What all of these examples have in common is that they’re co-operative, generous in spirit and supportive of others. This seems to me like a new model, distinct from the idea of clawing up a ladder alone to get to the top, and it also seems distinctly female. Feminism has a long road to travel; I know I have a lot to learn personally. We need more intersectional feminism that welcomes even more diverse voices in the conversation, for example, and art has a vital role to play in sharing those voices. You could imagine Annie Lennox and Aretha Franklin singing at this point but I actually think the way things are going, it’s not just that sisters are doing it for themselves; they’re doing it for each other and that’s what is so powerful.

Why drag politics into it?

My favourite thing about Jeremy Corbyn gracing the covers of both the NME and Kerrang in the run up to the election is that more austere media have to describe what they are. I imagine the writer with a face like they’re sucking a lemon as they type “rock magazine Kerrang” in relation to a political story. It seems to have sparked debate amongst rock fans and beyond about whether politics should be included in a music magazine. In these politically polarised times it seems artists of all kinds are told to keep politics out of what they do.

Fuck that.

Musicians, writers, filmmakers, comedians, actors and more are told to stick to the day job by people who don’t seem to realise that it’s impossible because all art is political. It doesn’t matter whether the work is political in intent, whether it has some measure of political thought buried in the subtext or whether it’s nowhere to be found. The act of creating something is always an act of defiance in one way or another. Whether you’re kicking down the constraints of patriarchy, illuminating the impact of war or showing a young couple fall in love against socially-constructed barriers, it’s all political.

As with all art, rock music has been, and continues to be, part of my political education. If established political figures and commentators are worried about scruffy hordes of rock fans taking over their territory, they should be. We’re a lot better informed that you might imagine.
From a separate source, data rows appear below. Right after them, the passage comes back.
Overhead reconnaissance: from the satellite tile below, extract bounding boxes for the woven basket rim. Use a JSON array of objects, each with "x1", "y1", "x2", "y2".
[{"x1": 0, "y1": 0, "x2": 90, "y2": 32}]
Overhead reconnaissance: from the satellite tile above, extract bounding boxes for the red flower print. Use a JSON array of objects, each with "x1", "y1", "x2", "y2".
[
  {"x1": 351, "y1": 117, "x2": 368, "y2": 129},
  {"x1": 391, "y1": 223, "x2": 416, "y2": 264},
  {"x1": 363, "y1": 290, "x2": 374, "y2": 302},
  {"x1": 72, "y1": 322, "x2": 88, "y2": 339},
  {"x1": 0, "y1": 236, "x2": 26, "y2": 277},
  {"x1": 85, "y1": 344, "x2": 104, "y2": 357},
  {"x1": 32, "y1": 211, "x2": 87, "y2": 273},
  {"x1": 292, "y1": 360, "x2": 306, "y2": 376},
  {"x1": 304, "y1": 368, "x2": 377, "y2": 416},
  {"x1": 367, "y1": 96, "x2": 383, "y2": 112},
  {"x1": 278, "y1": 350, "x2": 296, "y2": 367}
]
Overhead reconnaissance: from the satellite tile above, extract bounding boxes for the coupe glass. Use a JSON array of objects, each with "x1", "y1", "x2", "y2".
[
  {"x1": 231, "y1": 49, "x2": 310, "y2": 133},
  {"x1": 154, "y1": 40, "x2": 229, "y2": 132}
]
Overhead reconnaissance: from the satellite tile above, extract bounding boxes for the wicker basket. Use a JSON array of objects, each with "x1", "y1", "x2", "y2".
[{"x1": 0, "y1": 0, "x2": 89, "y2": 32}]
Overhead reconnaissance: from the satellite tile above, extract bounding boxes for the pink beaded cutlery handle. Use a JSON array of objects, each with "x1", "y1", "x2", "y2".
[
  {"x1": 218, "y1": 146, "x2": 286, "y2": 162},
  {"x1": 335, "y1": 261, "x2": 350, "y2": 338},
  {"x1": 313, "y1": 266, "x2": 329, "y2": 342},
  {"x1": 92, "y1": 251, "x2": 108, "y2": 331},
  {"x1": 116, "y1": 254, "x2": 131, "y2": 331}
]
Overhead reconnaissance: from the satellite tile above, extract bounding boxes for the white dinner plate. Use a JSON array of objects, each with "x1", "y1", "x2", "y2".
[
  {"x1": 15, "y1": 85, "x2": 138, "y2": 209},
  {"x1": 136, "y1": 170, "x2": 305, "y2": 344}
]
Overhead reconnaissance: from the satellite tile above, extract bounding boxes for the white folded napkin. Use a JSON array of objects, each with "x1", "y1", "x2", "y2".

If some people are uncomfortable that a music magazine is openly espousing more liberal views than they hold, they’re idiots who appear to have missed the point of the very thing they claim to love. Like the people genuinely surprised that Harry Potter author JK Rowling has anti-fascist, liberal views, it shows a startling lack of understanding. One of the incredible things that art can do is unearth such dissonance of thought and start a conversation.

As an aside, my least favourite thing about the Kerrang business is that I keep imagining someone like Zach de la Rocha reading all the internet comments about how politics doesn’t belong in rock music and shedding a few tears. I’m comforted by the thought that he’ll get an incredible song out of it, though.

 

Personal interlude

The Bank Holiday weekend was a bit strange for me. I learned on the Friday that a friend was getting married on the Sunday and from my distinct lack of knowledge I was clearly never invited. I was a little bit hurt; this was a friend who had drifted away after they found a new partner and yet still I had always thought they’d be back in my life one day. It felt like a faint line was being drawn under the friendship. Over the weekend, I got messages from various mutual friends asking me why I wasn’t there and whether I had known it was happening. That made it feel a lot more definite and that line became much more permanent.

I’m not going to go into a lot of history because it’s not really that relevant. I was a good friend to this person and at a time when I needed support, they weren’t there for me because they were caught up in their romance. Perhaps I did something to warrant their disappearance from my life, I honestly don’t know. Friends have theorised various scenarios and what they all demonstrate is the incredible loyalty and kindness my friends show me all the time.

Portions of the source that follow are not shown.